If you are in Apps10, Command_Sys.mail supports the mail text as CLOB so size of the base64 converted image should not be a problem.

Userlevel 7
Badge +18

Try Sigsync Office 365 email Signature, Its server side email signature

Server-side email signatures don’t give end users the option to change theirs. You might think this is a good thing, like if someone puts something objectionable, controversial, or inappropriate in their signature, but I’ve been around IT long enough to recognize there will be several problems with not giving this power to end users.

  • It’s going to annoy employees, and annoying your highest performers is a great way to push them out to a different company that trusts them to make this kind of decision for themselves.
  • This doesn’t give you the power you think it does. The message body might ALSO contain unwanted content, or end users might pad the bottom of their message with the start of their custom signature.
  • Signatures will get duplicated. End users will think it’s weird to send a message with no signature, so they’ll add one, and then your customers will get emails with two signatures. I see this from vendors all the time, and it looks silly.

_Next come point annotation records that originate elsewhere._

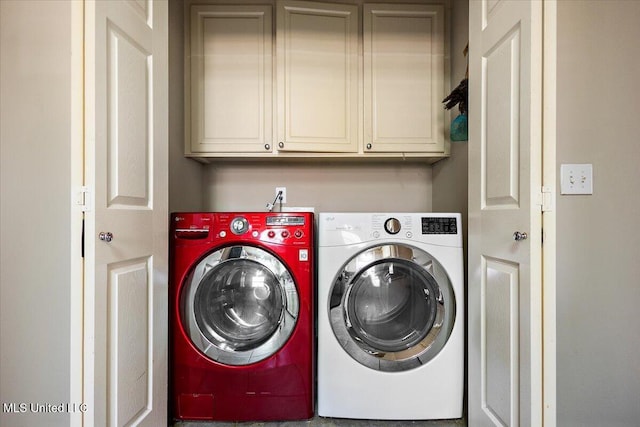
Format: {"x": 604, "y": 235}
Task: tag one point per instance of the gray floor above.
{"x": 331, "y": 422}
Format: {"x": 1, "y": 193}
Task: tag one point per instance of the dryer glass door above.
{"x": 239, "y": 305}
{"x": 392, "y": 307}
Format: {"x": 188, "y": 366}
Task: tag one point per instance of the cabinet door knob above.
{"x": 519, "y": 236}
{"x": 105, "y": 236}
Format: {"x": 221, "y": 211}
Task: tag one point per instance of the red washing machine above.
{"x": 241, "y": 313}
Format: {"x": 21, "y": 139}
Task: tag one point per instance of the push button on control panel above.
{"x": 239, "y": 225}
{"x": 392, "y": 226}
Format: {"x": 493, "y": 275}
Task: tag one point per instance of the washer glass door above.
{"x": 392, "y": 307}
{"x": 239, "y": 305}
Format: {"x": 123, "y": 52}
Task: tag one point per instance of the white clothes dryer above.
{"x": 390, "y": 316}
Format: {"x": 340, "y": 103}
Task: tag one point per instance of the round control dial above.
{"x": 392, "y": 226}
{"x": 239, "y": 225}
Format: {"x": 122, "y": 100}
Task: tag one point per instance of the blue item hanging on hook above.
{"x": 459, "y": 129}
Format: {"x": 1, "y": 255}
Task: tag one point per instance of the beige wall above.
{"x": 450, "y": 175}
{"x": 598, "y": 273}
{"x": 397, "y": 186}
{"x": 185, "y": 175}
{"x": 35, "y": 208}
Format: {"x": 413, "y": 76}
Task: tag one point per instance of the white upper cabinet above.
{"x": 354, "y": 81}
{"x": 229, "y": 91}
{"x": 317, "y": 69}
{"x": 403, "y": 78}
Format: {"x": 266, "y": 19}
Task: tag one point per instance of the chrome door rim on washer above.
{"x": 424, "y": 299}
{"x": 216, "y": 303}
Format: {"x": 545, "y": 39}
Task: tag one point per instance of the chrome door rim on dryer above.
{"x": 427, "y": 299}
{"x": 231, "y": 335}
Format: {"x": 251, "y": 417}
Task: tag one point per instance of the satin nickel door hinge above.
{"x": 83, "y": 199}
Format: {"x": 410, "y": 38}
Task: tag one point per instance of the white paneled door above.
{"x": 505, "y": 167}
{"x": 125, "y": 286}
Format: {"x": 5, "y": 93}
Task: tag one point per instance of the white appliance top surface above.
{"x": 340, "y": 228}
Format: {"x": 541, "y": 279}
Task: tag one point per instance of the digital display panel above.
{"x": 285, "y": 220}
{"x": 439, "y": 226}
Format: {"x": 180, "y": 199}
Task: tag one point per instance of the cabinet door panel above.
{"x": 403, "y": 78}
{"x": 317, "y": 77}
{"x": 231, "y": 79}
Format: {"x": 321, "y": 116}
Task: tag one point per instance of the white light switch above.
{"x": 576, "y": 179}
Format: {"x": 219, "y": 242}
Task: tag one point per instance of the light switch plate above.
{"x": 576, "y": 178}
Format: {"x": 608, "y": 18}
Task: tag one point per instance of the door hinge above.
{"x": 83, "y": 199}
{"x": 545, "y": 199}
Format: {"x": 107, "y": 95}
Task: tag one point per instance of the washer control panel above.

  • IT can be slow to fix name or title changes, or you might not even get this request at all if your end users don’t feel comfortable asking for what they want or need.
    • Imagine working hard for a promotion to then have to wait a month for a helpdesk call to get your signature updated with your new title.

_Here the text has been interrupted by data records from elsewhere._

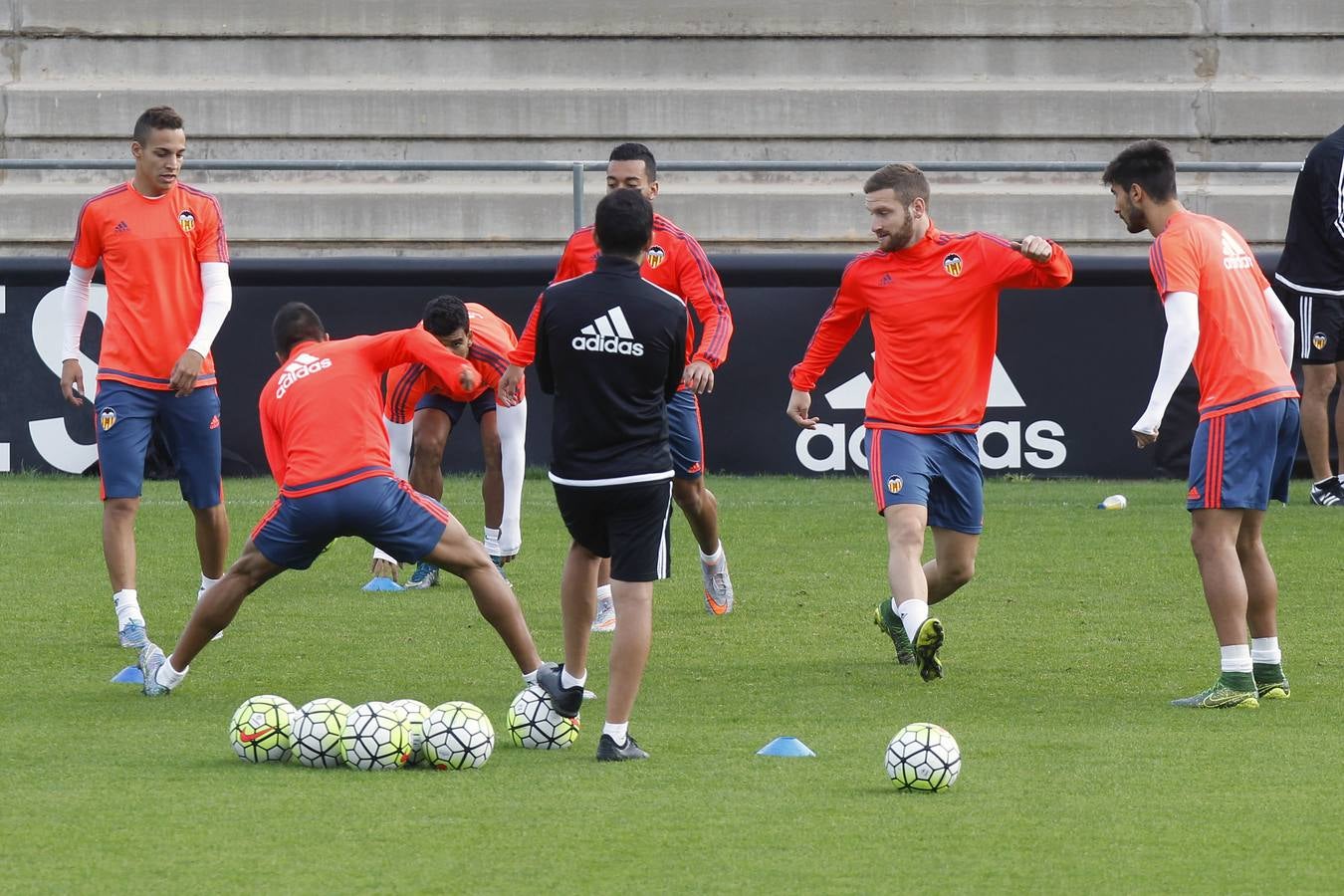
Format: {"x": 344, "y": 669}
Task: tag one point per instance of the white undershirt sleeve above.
{"x": 1178, "y": 352}
{"x": 74, "y": 310}
{"x": 1283, "y": 330}
{"x": 218, "y": 300}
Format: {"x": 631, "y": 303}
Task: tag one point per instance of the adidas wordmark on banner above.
{"x": 609, "y": 334}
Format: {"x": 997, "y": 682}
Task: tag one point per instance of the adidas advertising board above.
{"x": 1072, "y": 371}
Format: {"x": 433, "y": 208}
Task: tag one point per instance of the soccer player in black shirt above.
{"x": 610, "y": 346}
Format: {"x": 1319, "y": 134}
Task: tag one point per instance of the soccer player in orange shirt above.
{"x": 1224, "y": 316}
{"x": 165, "y": 261}
{"x": 933, "y": 303}
{"x": 336, "y": 479}
{"x": 421, "y": 415}
{"x": 675, "y": 262}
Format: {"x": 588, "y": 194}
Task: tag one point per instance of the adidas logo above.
{"x": 1233, "y": 257}
{"x": 609, "y": 334}
{"x": 303, "y": 365}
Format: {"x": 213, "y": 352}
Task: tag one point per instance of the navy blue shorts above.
{"x": 481, "y": 404}
{"x": 125, "y": 421}
{"x": 940, "y": 472}
{"x": 383, "y": 511}
{"x": 1242, "y": 460}
{"x": 686, "y": 435}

    • “Franklin” might want to go by “Frank”. Being friendly makes sales, and that makes your company money.
    • An employee with a typo in their signature (particularly their title) might just accept it to not rock the boat, but they represent your company to suppliers and vendors, making YOUR COMPANY look bad, not just them.

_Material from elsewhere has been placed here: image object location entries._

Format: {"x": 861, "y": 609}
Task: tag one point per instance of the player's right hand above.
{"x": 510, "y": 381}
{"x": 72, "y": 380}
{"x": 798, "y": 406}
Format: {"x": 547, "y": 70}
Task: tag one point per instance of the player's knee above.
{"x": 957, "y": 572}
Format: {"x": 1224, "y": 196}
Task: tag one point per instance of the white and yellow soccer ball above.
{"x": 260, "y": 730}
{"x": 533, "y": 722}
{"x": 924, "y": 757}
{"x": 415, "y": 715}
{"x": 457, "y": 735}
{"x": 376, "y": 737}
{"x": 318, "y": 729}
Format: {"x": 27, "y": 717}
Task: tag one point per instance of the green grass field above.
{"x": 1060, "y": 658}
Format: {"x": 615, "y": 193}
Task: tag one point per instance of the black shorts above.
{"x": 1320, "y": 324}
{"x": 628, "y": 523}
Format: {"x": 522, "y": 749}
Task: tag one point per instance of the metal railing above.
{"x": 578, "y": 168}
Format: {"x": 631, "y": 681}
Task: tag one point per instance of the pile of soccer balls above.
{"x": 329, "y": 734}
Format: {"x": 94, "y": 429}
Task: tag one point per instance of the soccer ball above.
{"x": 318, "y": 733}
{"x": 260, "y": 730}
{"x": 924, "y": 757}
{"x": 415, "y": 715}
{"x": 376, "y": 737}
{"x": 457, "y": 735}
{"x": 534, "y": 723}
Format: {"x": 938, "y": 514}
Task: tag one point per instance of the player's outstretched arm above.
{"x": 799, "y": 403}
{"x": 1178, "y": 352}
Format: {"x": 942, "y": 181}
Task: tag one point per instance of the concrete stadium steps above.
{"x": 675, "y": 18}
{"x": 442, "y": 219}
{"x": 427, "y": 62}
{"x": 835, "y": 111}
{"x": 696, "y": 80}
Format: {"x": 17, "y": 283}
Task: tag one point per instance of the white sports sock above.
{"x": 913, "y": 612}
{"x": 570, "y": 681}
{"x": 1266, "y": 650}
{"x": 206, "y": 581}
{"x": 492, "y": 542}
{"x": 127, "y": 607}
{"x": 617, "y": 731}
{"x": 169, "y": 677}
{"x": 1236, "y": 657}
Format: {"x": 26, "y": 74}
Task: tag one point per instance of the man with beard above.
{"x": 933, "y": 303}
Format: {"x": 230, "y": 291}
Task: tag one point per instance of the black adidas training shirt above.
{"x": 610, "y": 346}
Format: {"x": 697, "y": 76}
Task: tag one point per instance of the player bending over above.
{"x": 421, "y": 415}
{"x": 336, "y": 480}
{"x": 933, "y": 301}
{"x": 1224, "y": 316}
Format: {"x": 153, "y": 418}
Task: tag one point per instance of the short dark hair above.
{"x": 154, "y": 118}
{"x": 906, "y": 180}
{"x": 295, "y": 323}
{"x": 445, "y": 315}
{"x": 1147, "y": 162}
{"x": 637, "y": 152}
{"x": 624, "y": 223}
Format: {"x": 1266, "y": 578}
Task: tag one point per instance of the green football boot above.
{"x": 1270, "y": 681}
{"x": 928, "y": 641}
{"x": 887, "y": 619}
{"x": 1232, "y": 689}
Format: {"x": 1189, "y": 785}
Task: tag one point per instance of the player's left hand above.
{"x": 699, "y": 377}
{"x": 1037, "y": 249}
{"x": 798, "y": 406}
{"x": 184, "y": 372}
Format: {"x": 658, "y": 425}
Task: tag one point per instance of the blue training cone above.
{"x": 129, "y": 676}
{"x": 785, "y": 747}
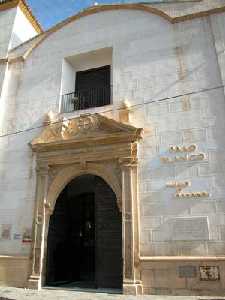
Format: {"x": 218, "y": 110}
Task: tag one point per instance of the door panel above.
{"x": 108, "y": 239}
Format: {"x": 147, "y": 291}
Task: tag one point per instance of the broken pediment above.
{"x": 87, "y": 129}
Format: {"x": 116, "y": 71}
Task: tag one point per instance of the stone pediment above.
{"x": 87, "y": 129}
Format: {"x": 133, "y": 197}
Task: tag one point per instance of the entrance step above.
{"x": 7, "y": 293}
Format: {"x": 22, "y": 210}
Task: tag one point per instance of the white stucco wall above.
{"x": 22, "y": 31}
{"x": 7, "y": 18}
{"x": 171, "y": 77}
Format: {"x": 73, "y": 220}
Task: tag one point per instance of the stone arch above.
{"x": 65, "y": 175}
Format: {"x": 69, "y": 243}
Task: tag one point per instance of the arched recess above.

    • A transgender employee might not feel comfortable asking for their signature to get updated.
  • The signature is part of the whole message received. Customer-facing users will want to know how their message will be viewed on the recipient’s screen, with the right number of line breaks between the message and the signature. Artistic composition matters a lot more to salespeople and marketers and customers (and sales!) more than it might to techie people like us.
  • Adding signatures to internal emails slows down the whole company’s communication efficiency. Every company where I’ve worked has had an unwritten and unspoken practice of using shortened signatures for internal replies. Short signatures save a lot of scrolling and produce a lot less visual noise, allowing recipients to focus on the content.